Feature Request: Admin Token Recovery
Problem
If a user loses their admin-level token, there is currently no way to regenerate it. This is problematic for the implied reasons: data cannot be accessed.
We should not recover the token, but a new token should be able to be generated to overwrite the lost admin-token.
Ideas
Below are some different approaches I've thought of, in the stack ranked order I'd suggest. They are not mutually exclusive though, for example safe mode and recovery code could work well together..
Recovery Code (One-Time Use, Privately Stored)
During install or first token creation, the system generates a one-time recovery code (a long, randomized string) and shows it once to the user, with a clear “store this securely” warning. This code is a recovery code, not a token itself. It can't be used to access any data.

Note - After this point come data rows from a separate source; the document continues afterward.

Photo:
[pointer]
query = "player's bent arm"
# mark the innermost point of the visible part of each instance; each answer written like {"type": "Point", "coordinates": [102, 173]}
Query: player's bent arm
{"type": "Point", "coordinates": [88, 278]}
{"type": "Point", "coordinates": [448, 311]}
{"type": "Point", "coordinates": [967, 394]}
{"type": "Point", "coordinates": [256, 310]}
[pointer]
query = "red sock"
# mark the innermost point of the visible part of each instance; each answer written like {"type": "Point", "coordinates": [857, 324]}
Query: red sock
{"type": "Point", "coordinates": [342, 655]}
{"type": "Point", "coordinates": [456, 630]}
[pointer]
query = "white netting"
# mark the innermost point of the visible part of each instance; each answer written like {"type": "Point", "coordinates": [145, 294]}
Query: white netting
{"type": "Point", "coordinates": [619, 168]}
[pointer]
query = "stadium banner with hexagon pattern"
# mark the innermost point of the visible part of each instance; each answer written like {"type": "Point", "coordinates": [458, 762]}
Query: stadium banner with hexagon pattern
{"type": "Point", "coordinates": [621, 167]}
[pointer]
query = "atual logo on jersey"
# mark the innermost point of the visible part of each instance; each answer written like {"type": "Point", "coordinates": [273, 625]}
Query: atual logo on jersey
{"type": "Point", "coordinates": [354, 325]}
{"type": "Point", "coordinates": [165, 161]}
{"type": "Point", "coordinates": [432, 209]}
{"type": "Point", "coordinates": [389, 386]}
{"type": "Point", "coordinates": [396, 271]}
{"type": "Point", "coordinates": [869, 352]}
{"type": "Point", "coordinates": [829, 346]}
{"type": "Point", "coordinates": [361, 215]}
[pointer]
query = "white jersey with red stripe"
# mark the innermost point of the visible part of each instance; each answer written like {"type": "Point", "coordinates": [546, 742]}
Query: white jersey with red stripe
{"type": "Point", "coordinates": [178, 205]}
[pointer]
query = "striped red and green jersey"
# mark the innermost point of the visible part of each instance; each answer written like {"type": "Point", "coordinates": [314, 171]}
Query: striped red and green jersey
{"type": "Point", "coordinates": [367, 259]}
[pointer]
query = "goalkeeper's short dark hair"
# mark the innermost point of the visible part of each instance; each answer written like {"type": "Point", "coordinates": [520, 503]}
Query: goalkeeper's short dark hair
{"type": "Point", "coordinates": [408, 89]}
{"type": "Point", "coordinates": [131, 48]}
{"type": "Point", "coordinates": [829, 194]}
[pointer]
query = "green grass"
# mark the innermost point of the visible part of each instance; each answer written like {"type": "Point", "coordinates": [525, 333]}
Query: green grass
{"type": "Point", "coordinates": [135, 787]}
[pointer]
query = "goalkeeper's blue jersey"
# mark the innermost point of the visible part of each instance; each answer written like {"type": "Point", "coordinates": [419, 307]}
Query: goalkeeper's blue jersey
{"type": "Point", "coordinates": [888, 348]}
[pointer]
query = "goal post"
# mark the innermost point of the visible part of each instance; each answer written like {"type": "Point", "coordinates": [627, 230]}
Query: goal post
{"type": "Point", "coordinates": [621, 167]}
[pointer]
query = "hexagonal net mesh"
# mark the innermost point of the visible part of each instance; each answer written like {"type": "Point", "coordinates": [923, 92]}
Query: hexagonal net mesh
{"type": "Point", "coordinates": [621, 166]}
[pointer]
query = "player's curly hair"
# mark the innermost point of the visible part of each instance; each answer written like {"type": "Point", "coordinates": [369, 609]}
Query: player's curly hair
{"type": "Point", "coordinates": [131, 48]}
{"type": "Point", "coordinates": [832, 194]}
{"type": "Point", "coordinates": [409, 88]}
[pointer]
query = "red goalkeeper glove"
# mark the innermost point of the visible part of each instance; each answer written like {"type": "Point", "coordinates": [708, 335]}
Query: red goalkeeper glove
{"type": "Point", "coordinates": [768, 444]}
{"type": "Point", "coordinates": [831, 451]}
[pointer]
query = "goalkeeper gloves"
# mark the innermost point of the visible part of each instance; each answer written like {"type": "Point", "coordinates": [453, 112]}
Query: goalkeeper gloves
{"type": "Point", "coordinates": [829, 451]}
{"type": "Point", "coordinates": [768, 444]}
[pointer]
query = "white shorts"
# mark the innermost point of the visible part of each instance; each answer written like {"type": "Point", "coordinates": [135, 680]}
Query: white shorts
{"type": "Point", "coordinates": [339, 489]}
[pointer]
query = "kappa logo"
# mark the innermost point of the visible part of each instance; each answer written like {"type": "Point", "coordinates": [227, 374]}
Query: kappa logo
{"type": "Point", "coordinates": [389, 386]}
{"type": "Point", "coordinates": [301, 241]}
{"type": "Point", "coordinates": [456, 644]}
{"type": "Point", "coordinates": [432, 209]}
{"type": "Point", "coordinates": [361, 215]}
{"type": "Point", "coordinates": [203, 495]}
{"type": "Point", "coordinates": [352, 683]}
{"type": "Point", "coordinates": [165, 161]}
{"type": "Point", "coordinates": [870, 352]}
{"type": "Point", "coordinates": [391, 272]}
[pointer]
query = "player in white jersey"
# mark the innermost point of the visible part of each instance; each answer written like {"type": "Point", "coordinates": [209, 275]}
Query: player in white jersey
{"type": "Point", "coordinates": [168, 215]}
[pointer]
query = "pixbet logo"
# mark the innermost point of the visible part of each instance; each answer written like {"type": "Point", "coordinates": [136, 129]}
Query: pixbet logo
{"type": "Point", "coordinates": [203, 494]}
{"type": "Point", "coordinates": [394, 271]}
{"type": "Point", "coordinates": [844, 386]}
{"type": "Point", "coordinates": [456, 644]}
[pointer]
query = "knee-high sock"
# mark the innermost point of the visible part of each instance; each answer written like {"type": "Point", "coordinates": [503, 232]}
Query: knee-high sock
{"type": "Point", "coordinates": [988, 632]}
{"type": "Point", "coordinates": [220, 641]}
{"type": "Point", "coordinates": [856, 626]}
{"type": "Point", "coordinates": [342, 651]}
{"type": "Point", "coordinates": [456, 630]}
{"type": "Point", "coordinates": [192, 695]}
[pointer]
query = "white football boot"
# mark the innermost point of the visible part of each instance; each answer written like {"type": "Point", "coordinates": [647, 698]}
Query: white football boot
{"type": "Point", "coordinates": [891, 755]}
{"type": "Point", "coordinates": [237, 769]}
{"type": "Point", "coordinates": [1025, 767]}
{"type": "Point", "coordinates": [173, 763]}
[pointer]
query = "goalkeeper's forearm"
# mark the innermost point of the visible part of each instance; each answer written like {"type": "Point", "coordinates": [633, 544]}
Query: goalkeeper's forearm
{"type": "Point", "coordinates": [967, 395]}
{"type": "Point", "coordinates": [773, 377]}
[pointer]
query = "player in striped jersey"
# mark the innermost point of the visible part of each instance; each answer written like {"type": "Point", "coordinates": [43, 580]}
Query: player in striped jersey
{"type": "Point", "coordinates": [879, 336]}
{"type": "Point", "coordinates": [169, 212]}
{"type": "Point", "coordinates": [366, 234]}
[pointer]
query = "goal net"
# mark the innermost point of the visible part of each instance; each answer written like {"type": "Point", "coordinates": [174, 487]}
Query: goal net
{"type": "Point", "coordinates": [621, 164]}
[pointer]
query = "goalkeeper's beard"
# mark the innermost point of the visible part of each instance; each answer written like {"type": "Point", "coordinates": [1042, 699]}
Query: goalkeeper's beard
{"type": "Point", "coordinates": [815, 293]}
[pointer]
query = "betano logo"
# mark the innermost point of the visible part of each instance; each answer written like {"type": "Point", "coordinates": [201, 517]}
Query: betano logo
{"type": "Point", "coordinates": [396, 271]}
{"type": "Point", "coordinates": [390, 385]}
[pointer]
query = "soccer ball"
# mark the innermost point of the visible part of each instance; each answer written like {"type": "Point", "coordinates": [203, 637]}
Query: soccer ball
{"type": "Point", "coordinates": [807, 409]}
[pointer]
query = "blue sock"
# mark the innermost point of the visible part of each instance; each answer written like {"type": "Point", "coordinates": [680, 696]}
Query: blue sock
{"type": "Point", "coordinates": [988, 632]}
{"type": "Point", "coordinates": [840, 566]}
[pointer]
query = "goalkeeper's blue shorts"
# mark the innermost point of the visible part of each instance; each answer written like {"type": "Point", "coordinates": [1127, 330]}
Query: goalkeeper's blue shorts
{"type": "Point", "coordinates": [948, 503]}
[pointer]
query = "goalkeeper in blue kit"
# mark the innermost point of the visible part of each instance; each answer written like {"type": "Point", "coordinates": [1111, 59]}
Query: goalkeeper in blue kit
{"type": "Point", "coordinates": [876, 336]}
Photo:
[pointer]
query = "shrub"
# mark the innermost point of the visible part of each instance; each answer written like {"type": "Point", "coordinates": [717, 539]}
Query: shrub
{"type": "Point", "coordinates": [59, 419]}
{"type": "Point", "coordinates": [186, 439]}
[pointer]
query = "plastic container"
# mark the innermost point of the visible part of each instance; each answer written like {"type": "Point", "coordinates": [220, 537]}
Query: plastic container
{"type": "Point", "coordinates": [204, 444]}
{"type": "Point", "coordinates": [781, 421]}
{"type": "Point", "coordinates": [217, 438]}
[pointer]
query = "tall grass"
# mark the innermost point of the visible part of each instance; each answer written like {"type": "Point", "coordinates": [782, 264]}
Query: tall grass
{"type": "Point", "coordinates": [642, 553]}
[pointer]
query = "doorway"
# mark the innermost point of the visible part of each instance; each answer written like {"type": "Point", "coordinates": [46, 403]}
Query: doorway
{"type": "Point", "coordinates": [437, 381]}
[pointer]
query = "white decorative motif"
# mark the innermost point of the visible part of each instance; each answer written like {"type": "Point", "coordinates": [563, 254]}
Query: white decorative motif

This code is hashed (standard security processes) and stored server-side. If the admin token is lost, a user can issue a token recovery command, passing this recovery code, by flag or by CLI entry. If it matches the stored hash, the system allows a one-time token overwrite, and outputs a new recovery code. Usage of the recovery code is logged.
Safe Mode
We introduce a one-time “recovery mode” triggered via CLI flag or environment variable (e.g., --safe-mode). When the server starts with this flag:
- It starts in isolated mode with no external access, no writing, no querying, no processing, no compacting, no useful mode.
- Only a local CLI call can issue a new admin token.
- Once used, the flag must be removed and the system restarted normally
Secondary Tool for Regeneration
One idea is to have a secondary tool that can only be received from InfluxData. This tool would, in some way, be able to bypass the locked-down security environment, and replace the admin token with a new version.
- Downside: Hard to supply from InfluxData for Core users given amount. Perhaps that's a simple download from our website, but for Enterprise users, there's the additional security of using the licensed email in some way to provide a special download of the tool; e.g., backend we store a random hash tied to licensed email, and we supply them that hash which goes into secondary tool.
Other thoughts
For Enterprise users, we could try leveraging their license email somehow, but unsure how that would play in for all instances, and doesn't solve the problem for Core users. May also be untenable for Home Enterprise users in all areas. Plus, could compromise security in some way if email access is gained as well.
For review by @influxdata/monolith-team
cc @jdstrand
Thanks @peterbarnett03 for writing this up.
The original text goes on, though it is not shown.